Я сделал глубокий вдох, разжал кулаки, попытался успокоить дрожь в руках.
И толкнул калитку.
Она скрипнула — громко, протяжно.
Я пересёк крошечный двор (грязь, несколько кур, склонившаяся баня) и подошёл к двери.
Тяжёлая. Деревянная. Без замка — только деревянная задвижка.
Я толкнул её.
Дверь поддалась со скрипом.
И я шагнул внутрь.
Контраст ударил меня, как физическая волна.
Снаружи было холодно, сыро, пахло навозом и сырой землёй. Внутри было… теплее. Не тепло, но теплее.

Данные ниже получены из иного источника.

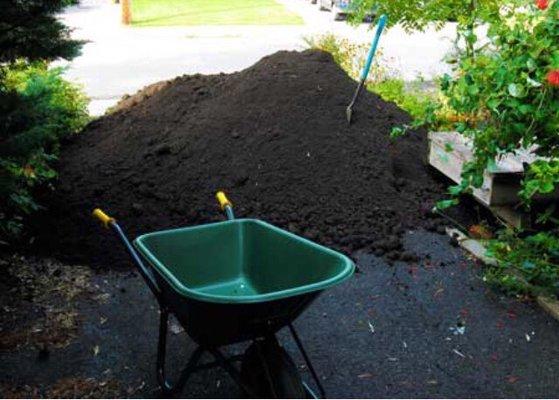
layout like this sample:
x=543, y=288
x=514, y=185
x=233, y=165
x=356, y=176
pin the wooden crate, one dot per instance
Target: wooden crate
x=500, y=186
x=449, y=151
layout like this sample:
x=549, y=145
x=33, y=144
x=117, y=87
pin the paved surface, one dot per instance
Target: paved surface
x=118, y=60
x=390, y=331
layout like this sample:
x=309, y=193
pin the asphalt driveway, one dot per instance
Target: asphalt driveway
x=119, y=60
x=431, y=329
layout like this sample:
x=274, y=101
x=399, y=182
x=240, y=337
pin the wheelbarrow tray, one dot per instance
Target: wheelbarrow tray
x=236, y=280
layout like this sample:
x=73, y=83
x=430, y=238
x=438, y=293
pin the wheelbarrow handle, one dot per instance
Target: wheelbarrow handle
x=225, y=204
x=145, y=272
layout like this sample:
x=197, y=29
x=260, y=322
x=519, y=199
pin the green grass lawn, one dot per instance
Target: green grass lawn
x=211, y=12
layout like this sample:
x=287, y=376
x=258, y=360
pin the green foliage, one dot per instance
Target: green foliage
x=505, y=92
x=29, y=29
x=37, y=109
x=527, y=265
x=414, y=15
x=501, y=97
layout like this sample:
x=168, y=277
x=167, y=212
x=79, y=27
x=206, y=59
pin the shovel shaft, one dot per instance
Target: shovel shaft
x=373, y=49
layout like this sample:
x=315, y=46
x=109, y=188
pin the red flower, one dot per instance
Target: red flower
x=553, y=77
x=542, y=4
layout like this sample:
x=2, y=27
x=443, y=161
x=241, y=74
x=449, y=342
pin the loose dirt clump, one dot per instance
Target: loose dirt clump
x=273, y=136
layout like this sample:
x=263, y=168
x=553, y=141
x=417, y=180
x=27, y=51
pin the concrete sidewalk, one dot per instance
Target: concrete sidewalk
x=118, y=60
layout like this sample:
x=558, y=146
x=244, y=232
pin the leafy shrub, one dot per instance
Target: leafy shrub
x=504, y=96
x=37, y=109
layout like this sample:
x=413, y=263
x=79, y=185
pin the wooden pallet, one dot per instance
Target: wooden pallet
x=449, y=151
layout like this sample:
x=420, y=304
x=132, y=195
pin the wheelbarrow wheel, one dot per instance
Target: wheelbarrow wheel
x=270, y=372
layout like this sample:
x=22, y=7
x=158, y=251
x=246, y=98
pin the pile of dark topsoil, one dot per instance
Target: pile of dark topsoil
x=273, y=136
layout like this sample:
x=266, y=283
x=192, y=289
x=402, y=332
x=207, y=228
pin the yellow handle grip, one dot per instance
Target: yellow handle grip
x=223, y=200
x=102, y=217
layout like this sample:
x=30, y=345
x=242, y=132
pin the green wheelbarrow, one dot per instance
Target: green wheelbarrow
x=241, y=280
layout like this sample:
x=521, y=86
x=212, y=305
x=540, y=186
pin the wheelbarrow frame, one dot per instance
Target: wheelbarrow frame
x=167, y=305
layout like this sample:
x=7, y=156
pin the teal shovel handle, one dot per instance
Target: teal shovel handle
x=374, y=45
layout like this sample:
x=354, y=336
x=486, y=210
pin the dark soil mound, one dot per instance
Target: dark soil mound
x=273, y=136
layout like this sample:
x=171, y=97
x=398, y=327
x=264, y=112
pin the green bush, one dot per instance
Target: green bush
x=37, y=109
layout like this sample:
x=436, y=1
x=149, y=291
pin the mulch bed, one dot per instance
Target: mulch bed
x=273, y=136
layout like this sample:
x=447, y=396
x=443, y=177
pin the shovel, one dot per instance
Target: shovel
x=367, y=67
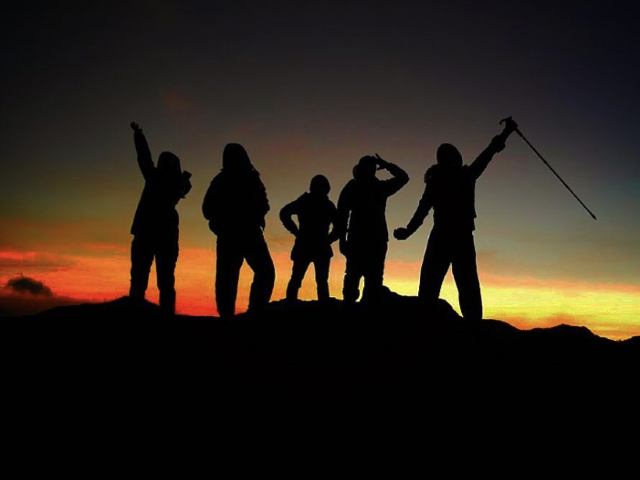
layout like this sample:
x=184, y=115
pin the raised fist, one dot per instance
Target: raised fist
x=401, y=233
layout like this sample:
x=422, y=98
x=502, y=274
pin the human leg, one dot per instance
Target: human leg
x=321, y=267
x=166, y=259
x=374, y=272
x=437, y=258
x=352, y=276
x=228, y=263
x=298, y=272
x=141, y=259
x=465, y=273
x=256, y=253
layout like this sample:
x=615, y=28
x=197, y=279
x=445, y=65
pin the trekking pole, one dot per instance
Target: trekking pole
x=550, y=168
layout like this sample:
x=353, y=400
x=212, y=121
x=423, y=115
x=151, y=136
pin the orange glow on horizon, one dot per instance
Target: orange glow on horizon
x=608, y=310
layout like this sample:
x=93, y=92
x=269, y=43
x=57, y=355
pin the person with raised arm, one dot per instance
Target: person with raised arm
x=450, y=192
x=155, y=226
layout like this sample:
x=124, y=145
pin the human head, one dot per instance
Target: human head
x=236, y=159
x=366, y=168
x=169, y=164
x=448, y=156
x=320, y=186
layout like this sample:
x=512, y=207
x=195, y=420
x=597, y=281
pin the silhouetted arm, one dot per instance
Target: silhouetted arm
x=334, y=234
x=424, y=206
x=285, y=216
x=211, y=206
x=342, y=216
x=399, y=180
x=144, y=153
x=497, y=145
x=262, y=203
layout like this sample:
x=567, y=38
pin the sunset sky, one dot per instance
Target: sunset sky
x=308, y=88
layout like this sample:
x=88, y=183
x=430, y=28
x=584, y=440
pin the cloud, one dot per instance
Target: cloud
x=29, y=285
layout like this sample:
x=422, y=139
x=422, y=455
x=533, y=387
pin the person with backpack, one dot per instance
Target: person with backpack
x=235, y=206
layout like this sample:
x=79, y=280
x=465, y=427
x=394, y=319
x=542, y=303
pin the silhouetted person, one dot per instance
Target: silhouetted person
x=362, y=225
x=235, y=206
x=316, y=213
x=450, y=191
x=155, y=225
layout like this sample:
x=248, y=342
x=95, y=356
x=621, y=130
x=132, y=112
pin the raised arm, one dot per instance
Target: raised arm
x=285, y=216
x=400, y=177
x=333, y=215
x=424, y=206
x=497, y=145
x=342, y=216
x=144, y=154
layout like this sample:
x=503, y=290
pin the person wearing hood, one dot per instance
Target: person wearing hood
x=450, y=191
x=155, y=226
x=362, y=225
x=235, y=206
x=316, y=214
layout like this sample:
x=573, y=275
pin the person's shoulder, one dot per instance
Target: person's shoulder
x=350, y=185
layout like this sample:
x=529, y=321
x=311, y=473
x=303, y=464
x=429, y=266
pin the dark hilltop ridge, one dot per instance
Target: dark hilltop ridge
x=324, y=377
x=325, y=350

И сухо.
Запахи обрушились на меня: сушёные травы, квашеная капуста — кислый, резкий запах из бочки у стены, древесный дым и что-то ещё — старое, застоявшееся, но не грязное.
Изба была небольшой. Одна комната — горница. Низкий потолок из почерневших от копоти брёвен. Маленькое окно, затянутое чем-то мутным, пропускало слабый предрассветный свет. Вдоль стены — массивная печь из глины и камня, от которой исходило слабое тепло, она почти остыла, но ещё держала жар. Рядом с печью — деревянная лавка. На лавке, укрывшись старым тулупом —
Она.
Женщина лет тридцати пяти, может, чуть старше, но выглядящая на все сорок пять. Лицо усталое, измождённое, с глубокими морщинами у глаз и рта. Тёмные волосы, туго стянутые платком. Одежда грубая, домотканая — сарафан тёмно-серого цвета, рубаха под ним. Она спала, не раздеваясь, прямо на лавке, прижавшись к остывающей печи.